Başkan olduktan 6 ay sonra, uzun süre önce tanıştığı Esma Ahras’la evlenir. Bu evlilik Başşar’ın toplum nezdindeki itibarını oldukça iyi yönde etkileyecektir. Esma hanım Suriye’nin saygın bir ailesine mensuptur. Babası kalp mütehassısı doktor, annesi emekli sefire olan Esma, Londra’da bilgisayar mühendisliği eğitimi almıştır. Doğma büyüme Londralı ve İngiltere vatandaşı olan Esma’nın ailesi, Suriye’nin Humus kentinden sünni kökenli bir ailedir. Esma’yla izdivacı Beşşar’a doping etkisi yapar.

Esma Esad
Esma Essad, neredeyse ideale yakın bir first lady imajına sahiptir. Gençliği, güzelliği ve zarafeti top modelleri kıskandıracak cinstendir. İyi bir eğitimi, modern ama muhafazakar çizgileri olan yaşam biçimi vardır. Güngörmüş, sevecen, dışadönük karakteriyle kendisini kısa sürede Suriye halkına sevdirecektir. Sünni ve Arap kökenli olması sadece kendisinin değil Beşşar’ın da halkla olan ünsiyetini kavi kılmıştır. Zeki ve vizyoner bir bayan olarak Beşşar’ın devlet yönetim metodları üzerinde ciddi bir etkisi olduğu düşünülmektedir. Esma’nın itibarı toplum nazarında Beşşar’ın karizmasından daha yukarıdadır.
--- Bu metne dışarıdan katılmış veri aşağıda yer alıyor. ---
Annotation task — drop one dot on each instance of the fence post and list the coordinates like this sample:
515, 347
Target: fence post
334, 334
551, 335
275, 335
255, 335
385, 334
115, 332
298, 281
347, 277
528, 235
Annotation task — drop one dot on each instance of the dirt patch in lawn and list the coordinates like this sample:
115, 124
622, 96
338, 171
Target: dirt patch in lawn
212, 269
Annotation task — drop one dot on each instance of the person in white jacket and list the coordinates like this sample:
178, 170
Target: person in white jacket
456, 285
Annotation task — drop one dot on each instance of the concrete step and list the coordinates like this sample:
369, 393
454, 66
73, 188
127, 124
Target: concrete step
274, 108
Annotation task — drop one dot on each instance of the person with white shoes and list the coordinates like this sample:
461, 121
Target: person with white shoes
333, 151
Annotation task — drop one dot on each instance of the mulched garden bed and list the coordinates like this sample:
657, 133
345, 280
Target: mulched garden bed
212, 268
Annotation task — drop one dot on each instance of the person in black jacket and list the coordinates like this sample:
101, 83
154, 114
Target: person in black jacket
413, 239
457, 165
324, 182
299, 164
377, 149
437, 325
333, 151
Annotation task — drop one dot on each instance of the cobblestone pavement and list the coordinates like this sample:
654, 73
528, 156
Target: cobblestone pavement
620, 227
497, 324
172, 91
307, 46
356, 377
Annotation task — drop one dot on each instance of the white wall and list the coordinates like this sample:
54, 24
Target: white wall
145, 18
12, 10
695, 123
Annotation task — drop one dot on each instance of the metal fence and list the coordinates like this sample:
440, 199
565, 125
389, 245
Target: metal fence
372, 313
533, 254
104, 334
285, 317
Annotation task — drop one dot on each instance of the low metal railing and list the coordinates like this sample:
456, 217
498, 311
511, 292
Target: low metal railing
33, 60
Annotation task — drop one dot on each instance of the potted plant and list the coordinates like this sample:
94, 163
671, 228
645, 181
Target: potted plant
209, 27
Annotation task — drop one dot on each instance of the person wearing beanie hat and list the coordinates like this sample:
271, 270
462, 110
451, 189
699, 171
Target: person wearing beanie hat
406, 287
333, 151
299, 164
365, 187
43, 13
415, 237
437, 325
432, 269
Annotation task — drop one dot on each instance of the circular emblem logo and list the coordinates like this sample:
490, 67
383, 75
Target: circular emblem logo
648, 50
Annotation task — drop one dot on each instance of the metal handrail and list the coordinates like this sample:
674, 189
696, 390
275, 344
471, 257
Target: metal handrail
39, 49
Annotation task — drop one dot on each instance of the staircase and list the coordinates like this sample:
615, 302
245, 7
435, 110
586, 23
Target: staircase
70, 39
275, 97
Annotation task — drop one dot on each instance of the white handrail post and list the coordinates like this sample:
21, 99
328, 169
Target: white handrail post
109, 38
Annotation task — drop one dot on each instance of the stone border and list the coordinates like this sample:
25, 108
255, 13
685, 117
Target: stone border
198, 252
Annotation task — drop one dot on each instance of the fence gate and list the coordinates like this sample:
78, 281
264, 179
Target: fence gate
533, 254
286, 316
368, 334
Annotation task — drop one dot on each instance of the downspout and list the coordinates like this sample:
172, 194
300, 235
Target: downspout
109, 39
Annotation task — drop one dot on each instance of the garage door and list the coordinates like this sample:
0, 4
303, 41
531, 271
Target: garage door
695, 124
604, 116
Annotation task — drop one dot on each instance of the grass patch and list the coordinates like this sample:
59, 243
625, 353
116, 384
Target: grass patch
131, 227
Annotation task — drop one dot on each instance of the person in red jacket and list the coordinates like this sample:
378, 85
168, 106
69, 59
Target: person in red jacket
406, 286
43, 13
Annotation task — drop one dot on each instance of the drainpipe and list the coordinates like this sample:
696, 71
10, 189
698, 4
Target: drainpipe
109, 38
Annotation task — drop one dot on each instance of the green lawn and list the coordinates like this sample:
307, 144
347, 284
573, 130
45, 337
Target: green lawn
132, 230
Sarayda oturup sosyete partilerinde boy göstermek yerine halkın arasına inen Esma Esad, köyleri ve varoşları dolaşıp halkla temas kurar. Kadın hakları ve toplumdaki yeri üzerine iyileştirici çalışmalara öncülük eder. Batı medyasının dikkatini çekmesi ve yerel/ global basında sık sık boy göstermesi çok vakit almayacaktır. Hatta bu kadar öne çıkması yüzünden görümcesi Büşra Esad Şevket tarafından sık sık uyarılacaktır. İç savaş çıkana kadar Suriye halkı “first lady”sinden fazlasıyla memnun haldedir.



Carla Bruni gibi hafifmeşrep, derinliksiz bir karakterin dünyada ne kadar ilgi topladığı hepimizin malumu. Esma Esad Batı ülkelerinde bir first lady olsaydı, sanırım kimse başka bir isim konuşmazdı. Şöyle dönüp bir geriye baktığımızda -çeşitli kategorilerde bir puanlama yapsak- Esma Esad’ın son yüzyıldaki first lady’ler arasında açık ara en iyi profile sahip bayan olduğunu görürüz.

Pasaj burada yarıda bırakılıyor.